Question on Building an Healthcare WebApp

Hi everyone,

I’m currently looking to build an healthcare web application using WeWeb. My goal is to ensure that the application is scalable and HIPAA compliant. I’m seeking advice on the best steps to take next to achieve these objective.

Would you recommend using Superbase or Xano for this project? Any other suggestions or insights on ensuring scalability and compliance would be greatly appreciated.

Thanks!

WeWeb should be capable of doing compliant apps, as it only builds the code that is run on the people’s machines (client-side). There is very few and very specific cases where you would route your data/traffic through WeWeb’s servers. These are quite easy to avoid though.

To give you more context, these cases include cases when you route traffic through their servers, like when you wanna avoid CORS without a backend, or I think specific plugins like the ChatGPT one.

Both Supabase and Xano can be compliant, as far as I know, Supabase is compliant to many of these standards. So I’d say you can use both.

One thing you might find useful might be getting a 1:1 consultation before deciding, or to help with deciding and maybe undertand the scope and the right tools. I built a tech stack (spoiler: it’s very often WeWeb and Supabase - not sponsored ) for many projects and even entire no-code agencies and I do this often with people who want to spend a few bucks to save money and nerves in the long run.

I think @kyanaloe has an app about healtcare made in weweb + xano.
I also remember @jaredgibb was doing something about hipaa compliance

I also discussed this topic before and it was semi-answered in that thread, and it was confirmed by @Slavo from WeWeb, who is the most knowledgeable in these kind of things as far as I know.

@Broberto has spoken.

I have very little to add to this. You can build a HIPAA compliant app on WeWeb + Xano/Supabase.

• Many companies do.
• When it comes to HIPAA compliance, very little is actually about the technology, it is mostly about processes.
• I wrote an article about this: Build a HIPAA Compliant Website: HIPAA Compliance Checklist | WeWeb
• The connection between WeWeb and your backend is direct. Data DOES NOT transit through WeWeb infrastructure (unless you choose to do so to avoid CORS issues).
• WeWeb does not store any data at all with the exception of the tokens/secrets/etc required to securely connect to an external service.
• If you selfhost the application on your infra - it is completely disconnected from WeWeb.
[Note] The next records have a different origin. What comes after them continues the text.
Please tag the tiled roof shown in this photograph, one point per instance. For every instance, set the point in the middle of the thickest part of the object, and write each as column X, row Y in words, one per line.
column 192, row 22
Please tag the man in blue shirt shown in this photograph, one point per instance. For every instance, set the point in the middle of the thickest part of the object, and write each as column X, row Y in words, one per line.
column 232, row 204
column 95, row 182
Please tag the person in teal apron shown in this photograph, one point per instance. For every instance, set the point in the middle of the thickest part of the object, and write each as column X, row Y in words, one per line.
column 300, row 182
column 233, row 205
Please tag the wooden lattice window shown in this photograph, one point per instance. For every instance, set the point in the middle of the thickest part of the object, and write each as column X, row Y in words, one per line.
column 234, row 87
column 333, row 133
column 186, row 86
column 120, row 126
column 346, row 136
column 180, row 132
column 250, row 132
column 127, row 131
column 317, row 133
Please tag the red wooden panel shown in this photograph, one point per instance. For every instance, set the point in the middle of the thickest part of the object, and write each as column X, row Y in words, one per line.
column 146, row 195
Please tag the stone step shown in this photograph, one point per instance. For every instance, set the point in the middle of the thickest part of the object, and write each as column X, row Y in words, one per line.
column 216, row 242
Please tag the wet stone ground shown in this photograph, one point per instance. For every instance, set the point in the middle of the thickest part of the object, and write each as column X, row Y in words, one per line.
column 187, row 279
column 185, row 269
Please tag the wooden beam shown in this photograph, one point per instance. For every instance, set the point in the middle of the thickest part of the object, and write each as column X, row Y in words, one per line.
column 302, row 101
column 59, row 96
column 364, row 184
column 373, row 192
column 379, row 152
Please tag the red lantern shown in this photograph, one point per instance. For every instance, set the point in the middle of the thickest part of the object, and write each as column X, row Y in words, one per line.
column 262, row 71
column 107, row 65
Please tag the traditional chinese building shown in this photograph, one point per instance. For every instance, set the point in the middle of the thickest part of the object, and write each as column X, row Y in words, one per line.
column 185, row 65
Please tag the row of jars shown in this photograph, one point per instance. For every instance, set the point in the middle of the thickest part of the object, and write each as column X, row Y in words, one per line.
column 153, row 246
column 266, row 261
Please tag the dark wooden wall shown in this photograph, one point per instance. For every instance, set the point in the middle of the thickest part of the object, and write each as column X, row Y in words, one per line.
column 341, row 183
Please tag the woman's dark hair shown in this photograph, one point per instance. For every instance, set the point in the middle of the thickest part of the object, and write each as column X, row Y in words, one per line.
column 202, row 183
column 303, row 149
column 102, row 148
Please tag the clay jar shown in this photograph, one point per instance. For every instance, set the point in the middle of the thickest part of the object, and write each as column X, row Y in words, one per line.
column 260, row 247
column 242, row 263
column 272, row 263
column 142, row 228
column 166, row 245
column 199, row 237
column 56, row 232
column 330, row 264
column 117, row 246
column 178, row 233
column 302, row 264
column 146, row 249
There is no backdoor or any umbilical that would allow anyone from Weweb to access anything. If WeWeb would go away or if you stop paying your subscription, your selfhosted app will keep running.

We are highly unique in this aspect and this is the reasons why Enterprise guarding the most sensitive information classes (financial, tax, healthcare, government, military, etc) are moving over to WeWeb.